Today the wife calls me just before lunch time saying the assistant principle called her and wanted a meeting at noon. Said it was urgent that they have a meeting as soon as possible and that is was a sensitive issue. So we both left work and met the AP and the school counselor for about an hour and a half. Apparently he had a meltdown in PE. He bawled uncontrollably for a half hour so the teacher brought him to the office. He told the AP that he didn't feel safe at school and he was scared that he was gay. He said that other kids are saying things to him and he can't stop thinking about it. She had him write down exactly what the kids were saying. And this is where we have an issue. What he wrote down is not in any way close to what he's been telling us and his counselor. Obviously the school can only go by what he wrote down. The long and short of the meeting is that he is a distraction to the class and he is not able to do his work due to the his continued emotional breakdowns. It seem to us like they are looking at us for a quick fix to do something. I honestly don't know what more we can do. My wife and I, as well as his counselor are under the impression that he told the school a different story because he has learned not to trust them and he's scared to get either himself in trouble or the other kids in his class. He feels like he doesn't fit in because honestly he is operating on a different level than the kids in his class. It doesn't help that we held him back a year starting school due to his delays on the advice of his therapists.
Obviously there is a whole lot more to the story than I can put here and my mind is all scrambled. I've got a very upset kid and I have no idea how to make it better for him. I know his mom and myself are both emotionally spent from this last two weeks, I can't even imagine the stress that my little man is under right now.

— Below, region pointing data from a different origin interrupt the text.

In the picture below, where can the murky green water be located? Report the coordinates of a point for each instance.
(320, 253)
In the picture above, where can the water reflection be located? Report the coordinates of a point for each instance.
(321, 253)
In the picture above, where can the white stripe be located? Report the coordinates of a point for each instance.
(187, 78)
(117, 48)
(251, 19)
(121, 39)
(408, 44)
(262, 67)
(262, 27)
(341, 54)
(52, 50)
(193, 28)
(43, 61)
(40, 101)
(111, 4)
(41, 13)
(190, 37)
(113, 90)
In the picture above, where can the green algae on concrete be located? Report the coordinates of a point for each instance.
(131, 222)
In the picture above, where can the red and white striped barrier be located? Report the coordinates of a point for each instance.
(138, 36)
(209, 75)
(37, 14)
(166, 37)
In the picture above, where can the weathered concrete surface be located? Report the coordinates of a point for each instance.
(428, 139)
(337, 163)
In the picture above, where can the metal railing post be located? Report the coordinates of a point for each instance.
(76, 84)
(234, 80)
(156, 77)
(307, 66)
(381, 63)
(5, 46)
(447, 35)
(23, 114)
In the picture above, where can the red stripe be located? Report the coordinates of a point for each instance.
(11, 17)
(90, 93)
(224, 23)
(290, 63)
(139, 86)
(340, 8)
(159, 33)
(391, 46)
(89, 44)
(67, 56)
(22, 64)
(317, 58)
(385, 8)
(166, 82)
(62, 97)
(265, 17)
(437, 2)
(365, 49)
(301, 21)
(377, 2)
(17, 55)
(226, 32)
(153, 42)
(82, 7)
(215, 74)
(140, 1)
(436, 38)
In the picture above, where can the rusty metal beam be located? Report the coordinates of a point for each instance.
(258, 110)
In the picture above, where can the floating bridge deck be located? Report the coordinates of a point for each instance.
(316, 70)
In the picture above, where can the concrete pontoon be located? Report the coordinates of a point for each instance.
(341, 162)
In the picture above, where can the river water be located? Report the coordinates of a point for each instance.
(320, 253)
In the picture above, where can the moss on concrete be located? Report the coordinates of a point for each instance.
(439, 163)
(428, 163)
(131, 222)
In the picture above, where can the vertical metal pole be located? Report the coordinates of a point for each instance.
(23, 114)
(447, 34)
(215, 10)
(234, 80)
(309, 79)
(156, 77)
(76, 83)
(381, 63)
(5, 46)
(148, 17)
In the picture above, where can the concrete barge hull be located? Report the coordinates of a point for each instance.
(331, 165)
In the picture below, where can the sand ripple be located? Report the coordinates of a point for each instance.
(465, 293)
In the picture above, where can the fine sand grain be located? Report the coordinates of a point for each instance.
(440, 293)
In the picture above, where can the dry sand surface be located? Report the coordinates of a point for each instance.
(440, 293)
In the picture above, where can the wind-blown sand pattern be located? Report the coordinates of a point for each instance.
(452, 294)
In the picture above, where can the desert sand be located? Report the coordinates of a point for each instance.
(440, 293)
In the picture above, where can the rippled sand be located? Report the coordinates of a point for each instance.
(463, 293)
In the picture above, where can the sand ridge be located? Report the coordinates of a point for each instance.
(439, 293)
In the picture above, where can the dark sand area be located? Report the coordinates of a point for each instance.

It could be that he is gay. Although neither us nor his counselor believe that to be the case. In any case we've tried to assure him that no matter what we still love him the same. I'm wondering how or why a ten year old is having sexual thoughts gay or straight.

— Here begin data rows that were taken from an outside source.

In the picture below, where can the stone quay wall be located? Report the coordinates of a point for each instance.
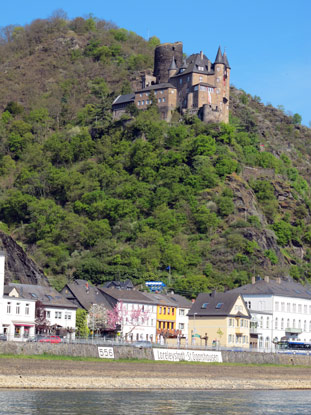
(129, 352)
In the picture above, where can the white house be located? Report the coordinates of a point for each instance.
(279, 308)
(138, 314)
(18, 303)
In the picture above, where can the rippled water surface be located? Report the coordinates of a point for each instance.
(159, 403)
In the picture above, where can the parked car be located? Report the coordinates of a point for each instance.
(142, 344)
(50, 339)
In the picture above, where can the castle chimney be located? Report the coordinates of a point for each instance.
(2, 265)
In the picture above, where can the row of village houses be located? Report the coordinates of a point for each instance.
(255, 315)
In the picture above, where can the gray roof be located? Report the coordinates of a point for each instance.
(162, 299)
(119, 285)
(84, 294)
(215, 304)
(164, 85)
(195, 61)
(180, 301)
(225, 59)
(281, 288)
(124, 99)
(47, 295)
(129, 296)
(219, 57)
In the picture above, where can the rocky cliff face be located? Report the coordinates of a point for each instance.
(18, 266)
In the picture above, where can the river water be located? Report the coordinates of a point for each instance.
(26, 402)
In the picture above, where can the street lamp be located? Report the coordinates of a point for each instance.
(194, 329)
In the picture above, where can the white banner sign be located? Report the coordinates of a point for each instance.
(176, 355)
(106, 352)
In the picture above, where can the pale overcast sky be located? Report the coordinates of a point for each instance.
(267, 42)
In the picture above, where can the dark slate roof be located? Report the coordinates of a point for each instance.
(205, 84)
(84, 294)
(282, 288)
(129, 296)
(124, 99)
(162, 299)
(227, 299)
(192, 65)
(180, 301)
(164, 85)
(119, 285)
(225, 59)
(219, 57)
(47, 295)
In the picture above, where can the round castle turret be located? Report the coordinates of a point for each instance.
(163, 56)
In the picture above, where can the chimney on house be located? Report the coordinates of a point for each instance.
(2, 265)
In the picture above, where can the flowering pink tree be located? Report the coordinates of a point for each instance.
(128, 320)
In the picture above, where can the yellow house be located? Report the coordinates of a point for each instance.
(166, 317)
(219, 319)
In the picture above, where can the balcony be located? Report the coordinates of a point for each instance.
(293, 330)
(169, 332)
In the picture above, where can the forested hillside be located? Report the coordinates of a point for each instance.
(200, 206)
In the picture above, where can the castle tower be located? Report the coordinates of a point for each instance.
(222, 99)
(163, 56)
(172, 69)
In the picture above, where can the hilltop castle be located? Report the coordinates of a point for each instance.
(195, 85)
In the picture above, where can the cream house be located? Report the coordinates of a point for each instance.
(219, 319)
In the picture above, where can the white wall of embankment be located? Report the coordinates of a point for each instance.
(129, 352)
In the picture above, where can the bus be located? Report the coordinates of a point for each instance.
(284, 345)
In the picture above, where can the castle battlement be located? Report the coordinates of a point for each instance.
(194, 85)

It could be that, God forbid, someone has done something to him and he hasn't been able to tell anyone about it and he doesn't know how to. Lord I hope not but it's obvious that something has triggered this drastic change in behavior. I'm hoping that's just me projecting my fears.
It could be that he is going through early puberty and those hormones are playing hell with an already fragile mind of a boy that doesn't fit in with his peers. And all he wants to do is fit in.

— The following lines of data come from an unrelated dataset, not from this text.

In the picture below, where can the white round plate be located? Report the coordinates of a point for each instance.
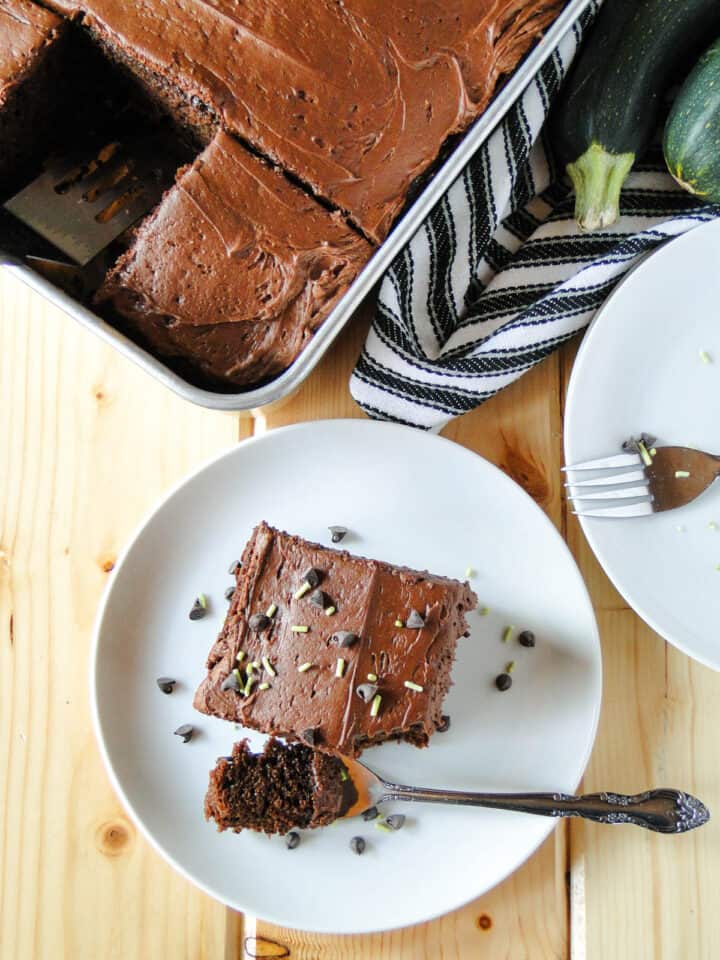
(640, 369)
(409, 498)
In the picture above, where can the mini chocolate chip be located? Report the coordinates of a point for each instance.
(310, 736)
(395, 821)
(318, 599)
(185, 731)
(357, 845)
(415, 621)
(231, 682)
(344, 638)
(366, 691)
(197, 611)
(312, 577)
(292, 840)
(258, 622)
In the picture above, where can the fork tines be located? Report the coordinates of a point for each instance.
(627, 490)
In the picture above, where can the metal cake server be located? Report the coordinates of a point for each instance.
(82, 203)
(663, 810)
(638, 484)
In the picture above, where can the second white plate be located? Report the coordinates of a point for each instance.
(409, 498)
(640, 369)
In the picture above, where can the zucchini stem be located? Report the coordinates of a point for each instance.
(597, 177)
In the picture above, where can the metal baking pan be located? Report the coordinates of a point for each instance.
(290, 380)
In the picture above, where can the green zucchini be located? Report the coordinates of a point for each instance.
(610, 104)
(692, 133)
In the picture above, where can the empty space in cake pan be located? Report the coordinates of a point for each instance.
(364, 284)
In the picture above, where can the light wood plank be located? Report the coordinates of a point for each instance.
(87, 444)
(520, 430)
(637, 895)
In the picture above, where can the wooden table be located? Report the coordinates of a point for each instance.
(88, 443)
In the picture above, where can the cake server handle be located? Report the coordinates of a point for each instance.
(663, 810)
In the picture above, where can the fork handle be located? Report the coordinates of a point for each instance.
(664, 810)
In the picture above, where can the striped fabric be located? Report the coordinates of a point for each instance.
(499, 275)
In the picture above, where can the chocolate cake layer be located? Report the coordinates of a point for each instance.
(301, 670)
(285, 786)
(32, 41)
(235, 269)
(354, 98)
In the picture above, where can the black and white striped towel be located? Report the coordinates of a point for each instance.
(499, 275)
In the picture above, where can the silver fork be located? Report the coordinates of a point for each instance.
(642, 481)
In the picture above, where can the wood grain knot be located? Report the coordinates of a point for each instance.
(113, 838)
(101, 397)
(257, 947)
(527, 473)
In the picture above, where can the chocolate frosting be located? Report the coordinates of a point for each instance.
(369, 596)
(25, 29)
(249, 267)
(355, 98)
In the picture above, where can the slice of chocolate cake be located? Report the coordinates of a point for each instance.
(285, 786)
(32, 41)
(335, 650)
(356, 99)
(235, 270)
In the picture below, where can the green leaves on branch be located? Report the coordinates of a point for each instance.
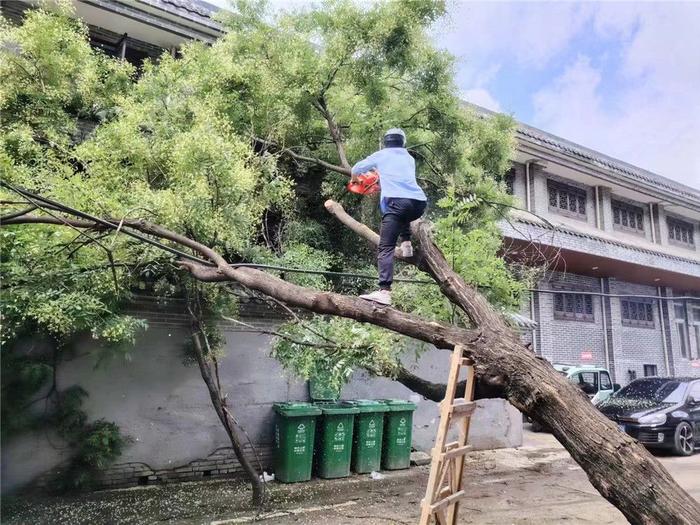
(332, 348)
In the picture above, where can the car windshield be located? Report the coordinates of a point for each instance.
(659, 390)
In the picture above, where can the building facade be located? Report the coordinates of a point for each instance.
(621, 248)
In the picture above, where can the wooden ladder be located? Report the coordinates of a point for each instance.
(444, 489)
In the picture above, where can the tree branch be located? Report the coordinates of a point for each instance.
(296, 156)
(334, 130)
(18, 213)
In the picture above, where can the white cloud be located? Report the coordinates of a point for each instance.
(481, 97)
(532, 33)
(648, 114)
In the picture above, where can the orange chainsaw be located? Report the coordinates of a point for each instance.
(366, 183)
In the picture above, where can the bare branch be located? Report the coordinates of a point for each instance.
(296, 156)
(334, 130)
(19, 213)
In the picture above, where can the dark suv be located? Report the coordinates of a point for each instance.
(658, 412)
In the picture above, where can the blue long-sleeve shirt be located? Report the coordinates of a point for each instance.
(397, 173)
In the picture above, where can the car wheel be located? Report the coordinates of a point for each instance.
(684, 442)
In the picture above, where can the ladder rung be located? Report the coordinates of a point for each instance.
(462, 408)
(449, 500)
(456, 452)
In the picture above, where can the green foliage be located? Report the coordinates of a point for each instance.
(198, 145)
(333, 347)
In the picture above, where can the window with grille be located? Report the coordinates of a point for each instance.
(566, 200)
(650, 371)
(573, 306)
(637, 313)
(680, 232)
(627, 217)
(510, 181)
(680, 315)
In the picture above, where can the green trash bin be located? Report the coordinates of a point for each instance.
(295, 431)
(334, 439)
(368, 435)
(398, 426)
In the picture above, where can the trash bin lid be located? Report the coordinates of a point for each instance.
(330, 408)
(369, 405)
(296, 409)
(398, 405)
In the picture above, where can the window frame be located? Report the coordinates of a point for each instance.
(571, 191)
(623, 207)
(655, 369)
(509, 180)
(627, 305)
(571, 299)
(683, 323)
(671, 222)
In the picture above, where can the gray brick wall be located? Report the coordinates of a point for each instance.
(635, 346)
(629, 347)
(563, 341)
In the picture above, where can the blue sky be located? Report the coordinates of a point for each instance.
(619, 77)
(622, 78)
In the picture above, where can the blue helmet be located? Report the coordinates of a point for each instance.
(395, 138)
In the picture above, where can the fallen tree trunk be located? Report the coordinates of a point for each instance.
(621, 470)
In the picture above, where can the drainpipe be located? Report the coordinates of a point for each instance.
(122, 47)
(606, 347)
(663, 334)
(532, 316)
(528, 205)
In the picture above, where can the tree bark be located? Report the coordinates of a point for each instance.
(621, 470)
(219, 404)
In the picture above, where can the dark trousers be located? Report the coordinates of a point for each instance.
(396, 224)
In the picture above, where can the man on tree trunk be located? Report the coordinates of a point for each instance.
(401, 202)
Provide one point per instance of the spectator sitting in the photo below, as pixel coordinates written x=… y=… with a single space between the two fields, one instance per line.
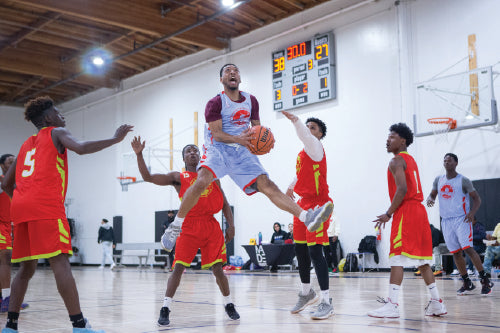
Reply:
x=493 y=250
x=279 y=235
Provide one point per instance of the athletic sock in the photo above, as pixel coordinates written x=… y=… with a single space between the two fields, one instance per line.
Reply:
x=302 y=216
x=5 y=292
x=167 y=302
x=325 y=296
x=178 y=221
x=434 y=291
x=77 y=320
x=306 y=288
x=226 y=300
x=12 y=318
x=394 y=293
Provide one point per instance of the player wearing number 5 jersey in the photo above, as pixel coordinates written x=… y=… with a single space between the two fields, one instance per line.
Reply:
x=40 y=178
x=411 y=240
x=312 y=186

We put in a call to his doctor and she wants to refer him to a psychiatrist. They want to have him diagnosed as having anxiety disorder which apparently only a psychiatrist can do. They think that having that on record with the school will open up more tools for them to use with him.
I know this isn't the type of thing most people would put on a car forum. But I value the judgment and advice this place offers and I'm honestly lost. I'm burnt out and need to get a different perspective on the situation. I have no idea how to deal with this issue other than go through the doctor process.